Education report
sparks squabble
A consultant to Lingle objects
to criticism from a DOE official
over reform findings
The debate over school reform flared yesterday as the governor's educational consultant denounced the spokesman for Hawaii public schools for impugning his reputation and trying to "intimidate" him.
Department of Education spokesman Greg Knudsen sent two e-mails blasting consultant William Ouchi and his research to Ouchi's boss at the University of California at Los Angeles.
"I know that school reform is a contact sport," Ouchi said. "But this kind of vicious assault on my reputation by writing to my dean, to my boss, is absolutely, completely beyond the realm of anything I have encountered before and anything that is morally acceptable."
Ouchi held a press conference at Gov. Linda Lingle's office yesterday to release a letter he was sending to the chairman of the Board of Education asking that Knudsen be reprimanded for what he described as "shameful" behavior.
Attached were two e-mails sent from Knudsen's home to Bruce Willison, dean of UCLA's Anderson School of Management, where Ouchi is a professor of corporate renewal.
"Hawaii's governor is giving Bill Ouchi several free trips back to his home island," Knudsen wrote in the first one, sent Nov. 28. "In return, Anderson School faculty member Ouchi is giving UCLA's reputation a black eye with phony research that has one purpose -- to advance the governor's political agenda."
Knudsen was referring to a recent report Ouchi wrote with Bruce Cooper, a professor of educational administration at Fordham University, entitled "Financial Analysis of Hawaii Public Schools." The report claimed that just half of every dollar spent on education in Hawaii makes it into the classroom, but was quickly slammed by Schools Superintendent Patricia Hamamoto as distorted and misleading.
Knudsen's message included links to editorials in the Honolulu Star-Bulletin and the Honolulu Advertiser that criticized the Cooper-Ouchi report, a link to the Department of Education's critique of it and a link to the report itself.

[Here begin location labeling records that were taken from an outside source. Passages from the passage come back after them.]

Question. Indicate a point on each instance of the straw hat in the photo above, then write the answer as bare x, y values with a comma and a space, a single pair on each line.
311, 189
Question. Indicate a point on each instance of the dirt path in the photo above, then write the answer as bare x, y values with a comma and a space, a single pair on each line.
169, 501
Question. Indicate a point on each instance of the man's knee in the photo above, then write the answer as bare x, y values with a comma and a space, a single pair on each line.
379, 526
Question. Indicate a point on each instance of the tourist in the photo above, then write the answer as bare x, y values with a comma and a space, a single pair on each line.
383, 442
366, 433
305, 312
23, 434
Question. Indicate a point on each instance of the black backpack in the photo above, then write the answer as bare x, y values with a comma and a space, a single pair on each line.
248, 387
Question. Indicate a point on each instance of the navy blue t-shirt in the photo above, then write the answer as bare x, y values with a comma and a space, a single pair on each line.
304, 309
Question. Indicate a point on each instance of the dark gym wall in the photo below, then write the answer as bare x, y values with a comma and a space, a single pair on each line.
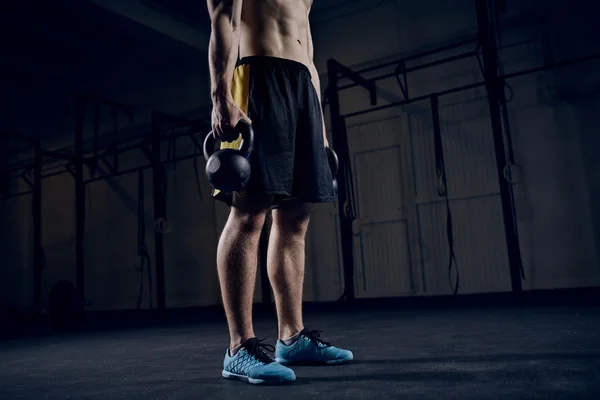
152, 72
553, 140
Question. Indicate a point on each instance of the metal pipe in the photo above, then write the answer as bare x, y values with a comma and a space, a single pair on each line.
158, 183
36, 208
475, 85
417, 68
418, 55
79, 205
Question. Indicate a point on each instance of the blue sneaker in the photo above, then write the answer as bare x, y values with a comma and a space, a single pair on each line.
252, 364
309, 348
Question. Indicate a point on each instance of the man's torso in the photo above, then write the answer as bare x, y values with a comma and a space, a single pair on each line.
276, 28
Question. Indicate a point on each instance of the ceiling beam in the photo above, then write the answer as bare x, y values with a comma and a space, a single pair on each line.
159, 20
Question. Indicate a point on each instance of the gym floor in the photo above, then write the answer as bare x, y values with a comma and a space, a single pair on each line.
495, 353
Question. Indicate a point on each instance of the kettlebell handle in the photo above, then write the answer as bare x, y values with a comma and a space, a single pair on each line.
244, 128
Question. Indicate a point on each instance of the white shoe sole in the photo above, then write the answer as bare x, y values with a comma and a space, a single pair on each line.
283, 361
254, 381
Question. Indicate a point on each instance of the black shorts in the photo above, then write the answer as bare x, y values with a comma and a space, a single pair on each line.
289, 161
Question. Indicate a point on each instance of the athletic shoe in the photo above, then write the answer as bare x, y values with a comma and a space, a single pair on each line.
309, 348
252, 364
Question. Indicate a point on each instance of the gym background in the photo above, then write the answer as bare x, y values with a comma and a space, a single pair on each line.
105, 209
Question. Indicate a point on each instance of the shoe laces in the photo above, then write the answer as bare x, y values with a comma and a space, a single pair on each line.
257, 349
315, 337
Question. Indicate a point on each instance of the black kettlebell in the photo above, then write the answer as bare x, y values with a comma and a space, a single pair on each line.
229, 169
333, 165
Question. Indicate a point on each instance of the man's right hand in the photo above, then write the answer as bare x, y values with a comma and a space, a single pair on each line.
225, 117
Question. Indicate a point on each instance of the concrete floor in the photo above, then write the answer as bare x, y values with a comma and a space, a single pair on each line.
533, 353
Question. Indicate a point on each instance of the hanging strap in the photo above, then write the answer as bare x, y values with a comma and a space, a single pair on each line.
442, 190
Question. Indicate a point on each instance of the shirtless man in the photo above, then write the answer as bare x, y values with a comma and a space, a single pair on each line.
273, 85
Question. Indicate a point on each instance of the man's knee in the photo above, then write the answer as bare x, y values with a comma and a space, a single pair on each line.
249, 213
293, 218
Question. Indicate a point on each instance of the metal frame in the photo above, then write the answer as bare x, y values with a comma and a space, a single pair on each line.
75, 162
486, 47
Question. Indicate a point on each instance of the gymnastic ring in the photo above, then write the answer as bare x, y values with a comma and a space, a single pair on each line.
163, 225
506, 171
441, 188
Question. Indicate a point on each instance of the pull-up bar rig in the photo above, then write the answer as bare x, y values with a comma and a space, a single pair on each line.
75, 162
494, 83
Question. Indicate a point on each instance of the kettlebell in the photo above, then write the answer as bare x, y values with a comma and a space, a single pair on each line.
228, 170
333, 165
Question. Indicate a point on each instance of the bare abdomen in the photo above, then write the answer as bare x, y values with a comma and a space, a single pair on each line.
276, 32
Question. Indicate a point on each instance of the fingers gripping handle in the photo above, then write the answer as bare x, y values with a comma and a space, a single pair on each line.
245, 130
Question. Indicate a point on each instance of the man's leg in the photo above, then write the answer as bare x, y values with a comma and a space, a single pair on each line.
285, 265
237, 255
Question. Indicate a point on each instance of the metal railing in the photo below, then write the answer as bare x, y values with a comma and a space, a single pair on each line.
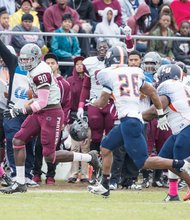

Knudsen said he sent the e-mail in his private capacity but signed off as communications director, Hawaii Department of Education, "in the interest of full disclosure."
"I in no way thought that it would threaten his position," Knudsen said yesterday. "I did feel that it might result in a little more quality in his research work. ... I should have clarified that it was just my own action and definitely was not anything that I was doing on behalf of anyone else."
Ouchi said he would not have objected if the e-mail was from an ordinary citizen, but was outraged that it appeared to be sent in an official capacity. "Clearly, Mr. Knudsen seeks to prevent me from continuing my volunteer work in Hawaii and to create in me fear of reprisal and of damage to my reputation at UCLA and in Hawaii," Ouchi wrote.
Breene Harimoto, who was elected chairman of the Board of Education on Thursday night, said yesterday afternoon that he had not read Ouchi's letter yet and would need to consult with Hamamoto, Knudsen's superior, before responding.
Ouchi said he had been reimbursed about $2,000 to $3,000 for his trips to Honolulu by the Hawaiian Educational Council. The council's chief mission is to hold professional development conferences for executives. Its president, Robert Witt, said yesterday that it is also "interested in school reform on a strictly nonpartisan basis."
Contacted at his UCLA office, Willison said he had not read the Cooper-Ouchi report or the response to it. "We don't monitor or censor the consulting work that our faculty do," he said, adding that Ouchi "is a highly regarded and respected member of the faculty."